Posteriormente, editou-se a Súmula 102/TST, na qual se baseou o acórdão recorrido, e que tem o seguinte conteúdo: "O caixa bancário, ainda que caixa executivo, não exerce cargo de confiança. Percebendo gratificação igual ou superior a um terço do salário do posto efetivo, esta remunera apenas a maior responsabilidade do cargo e não as duas horas extraordinárias além da sexta". 
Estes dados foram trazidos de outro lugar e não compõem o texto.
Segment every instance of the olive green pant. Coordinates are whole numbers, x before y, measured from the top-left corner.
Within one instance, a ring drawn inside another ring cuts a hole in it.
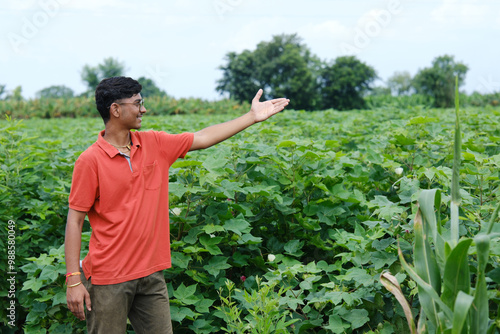
[[[92,311],[86,311],[89,334],[124,334],[127,318],[137,334],[172,334],[170,305],[163,272],[111,285],[92,285],[83,275]]]

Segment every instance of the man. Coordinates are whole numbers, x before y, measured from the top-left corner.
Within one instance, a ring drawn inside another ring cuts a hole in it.
[[[163,270],[171,267],[168,169],[188,151],[215,145],[283,110],[289,100],[260,102],[234,120],[177,135],[140,129],[142,86],[128,77],[104,79],[95,92],[105,129],[75,163],[65,254],[68,308],[89,333],[172,333]],[[82,226],[92,227],[80,267]]]

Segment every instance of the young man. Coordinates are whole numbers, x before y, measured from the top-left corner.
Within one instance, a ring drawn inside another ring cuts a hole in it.
[[[104,79],[95,99],[105,129],[75,163],[65,254],[68,308],[88,333],[172,333],[163,270],[171,267],[168,170],[188,151],[215,145],[283,110],[289,100],[260,102],[234,120],[177,135],[140,129],[142,86],[128,77]],[[92,227],[80,267],[82,226]]]

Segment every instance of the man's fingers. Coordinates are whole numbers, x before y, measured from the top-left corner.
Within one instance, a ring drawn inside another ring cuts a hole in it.
[[[255,94],[255,97],[253,98],[253,101],[256,101],[256,102],[259,102],[260,100],[260,97],[262,96],[262,88],[259,89],[259,91],[257,92],[257,94]]]
[[[82,286],[72,288],[74,290],[67,292],[68,308],[80,320],[85,320],[85,306],[87,310],[91,310],[90,294],[87,289]]]
[[[90,294],[88,291],[85,291],[85,305],[87,305],[87,310],[90,312],[92,311],[92,305],[90,302]]]

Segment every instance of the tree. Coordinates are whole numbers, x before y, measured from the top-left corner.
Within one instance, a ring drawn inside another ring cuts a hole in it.
[[[106,58],[97,66],[85,65],[82,69],[82,81],[87,84],[88,91],[85,94],[92,94],[99,82],[105,78],[124,75],[125,65],[114,58]]]
[[[219,67],[223,76],[216,88],[221,94],[248,101],[262,88],[265,99],[284,96],[291,98],[292,108],[316,107],[320,61],[296,34],[273,36],[254,51],[230,52],[225,59],[227,64]]]
[[[412,91],[412,77],[409,72],[396,72],[387,79],[387,87],[393,95],[410,95]]]
[[[295,109],[315,109],[320,61],[296,34],[274,36],[254,52],[259,81],[266,98],[289,97]]]
[[[2,99],[2,95],[6,94],[5,85],[0,85],[0,99]]]
[[[433,60],[432,67],[415,75],[413,86],[417,93],[433,98],[435,107],[449,108],[455,101],[455,76],[460,87],[465,83],[468,70],[466,65],[455,62],[453,56],[440,56]]]
[[[142,85],[141,95],[143,97],[167,96],[167,93],[158,88],[152,79],[140,77],[137,81]]]
[[[23,88],[21,86],[17,86],[14,88],[14,90],[10,93],[7,94],[5,97],[5,100],[10,100],[10,101],[22,101],[24,100],[23,95],[22,95]]]
[[[240,102],[251,100],[261,88],[253,52],[229,52],[225,59],[227,64],[219,67],[222,79],[217,81],[216,90],[221,94],[229,93],[230,98]]]
[[[363,109],[363,96],[377,78],[375,70],[354,56],[338,57],[326,64],[320,76],[322,108]]]
[[[64,85],[50,86],[39,90],[36,96],[38,98],[70,98],[74,96],[74,92],[71,88]]]

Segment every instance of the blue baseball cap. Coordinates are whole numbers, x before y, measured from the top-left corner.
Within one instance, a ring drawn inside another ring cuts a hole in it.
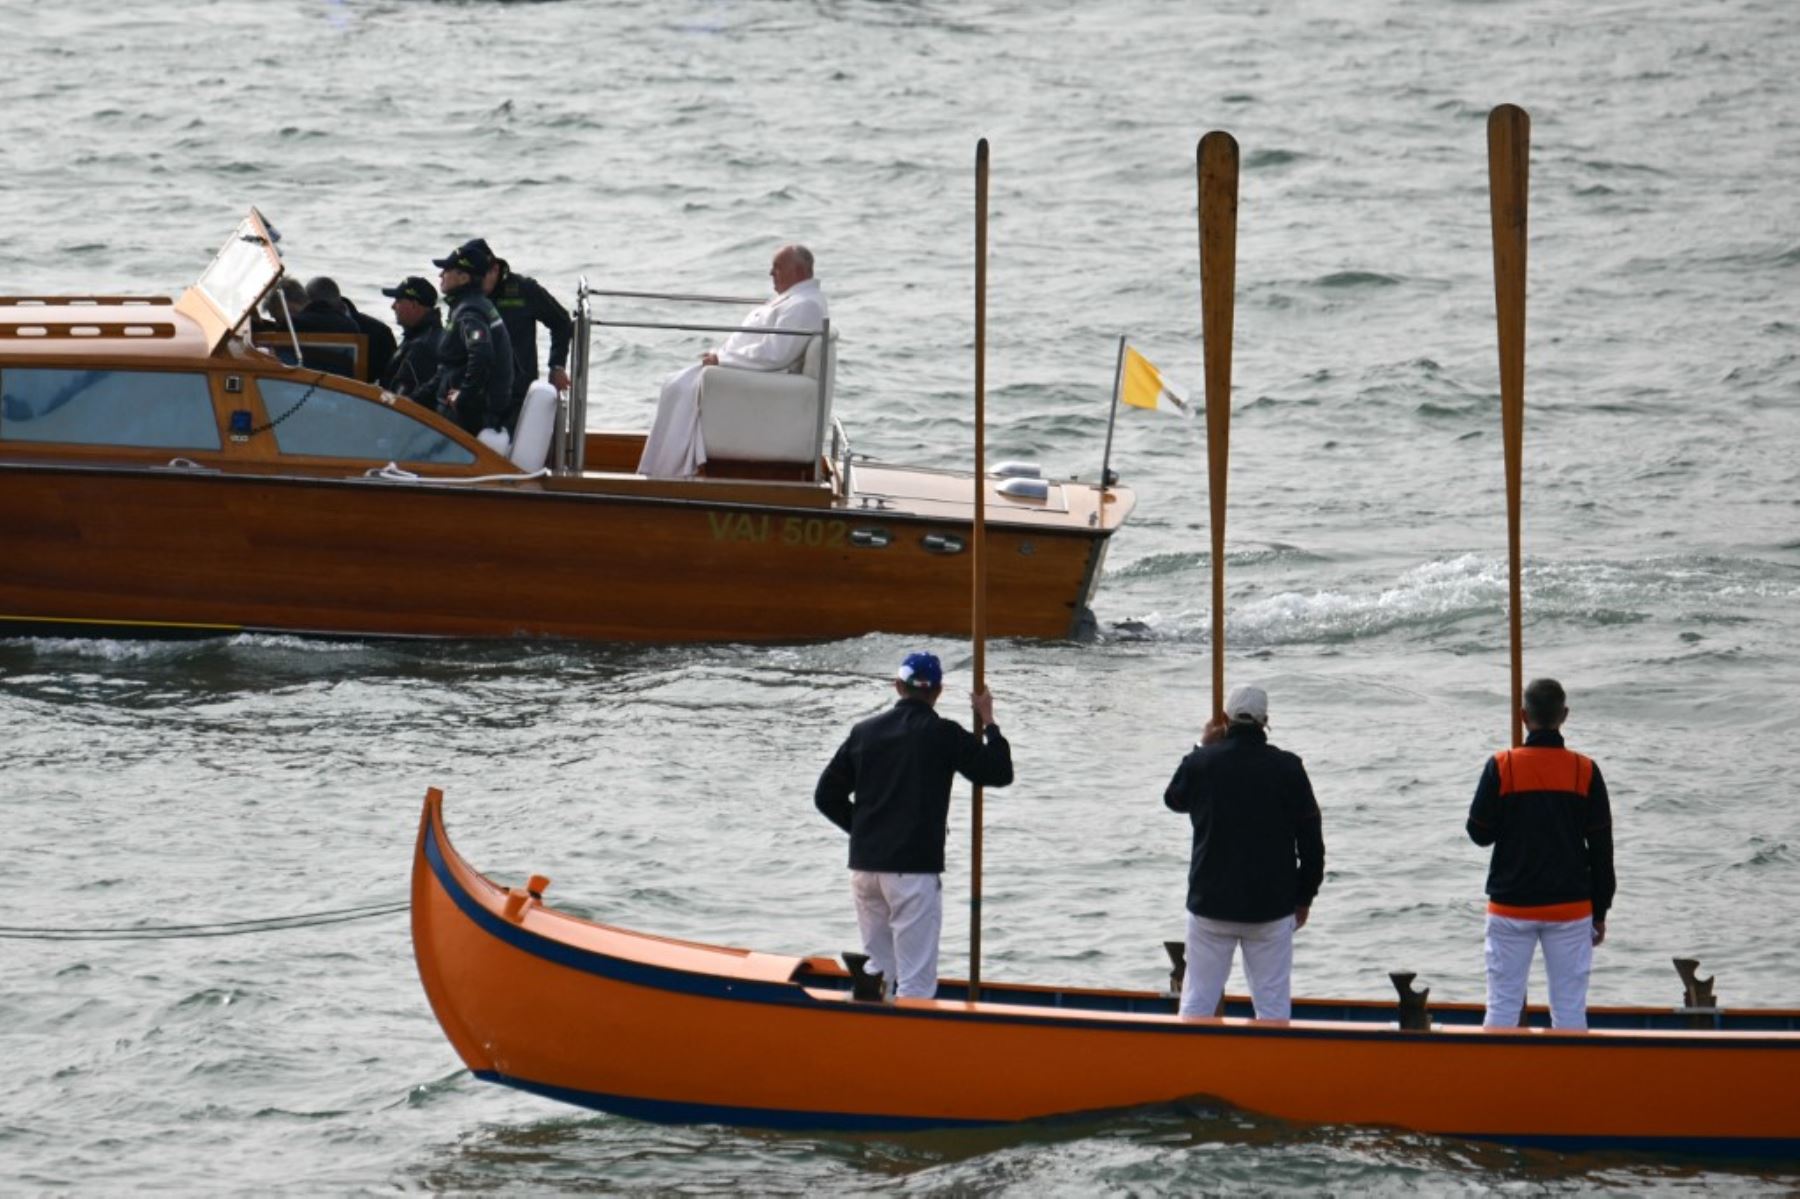
[[[944,685],[944,667],[936,654],[908,654],[894,677],[918,691],[931,691]]]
Com efeito, é necessário que se estabeleçam parâmetros para o enquadramento do cargo como de confiança, em homenagem ao Princípio Protetivo, pilar do Direito do Trabalho, interpretando-se restritivamente o art. 224, § 2º, da CLT, já que o exercício desta função acarreta a restrição de direitos trabalhistas. 
Essa foi a preocupação do em. Min. Dias Trindade, Relator do REsp 12.656/RJ, DJ, que assim anotou, em seu voto: 
"O parágrafo único do art. 468 da Consolidação das Leis do Trabalho, ao criar exceção à regra da inalterabilidade do contrato de trabalho, faz alusão ao 'exercício de função de confiança', deixando à doutrina a sua definição. 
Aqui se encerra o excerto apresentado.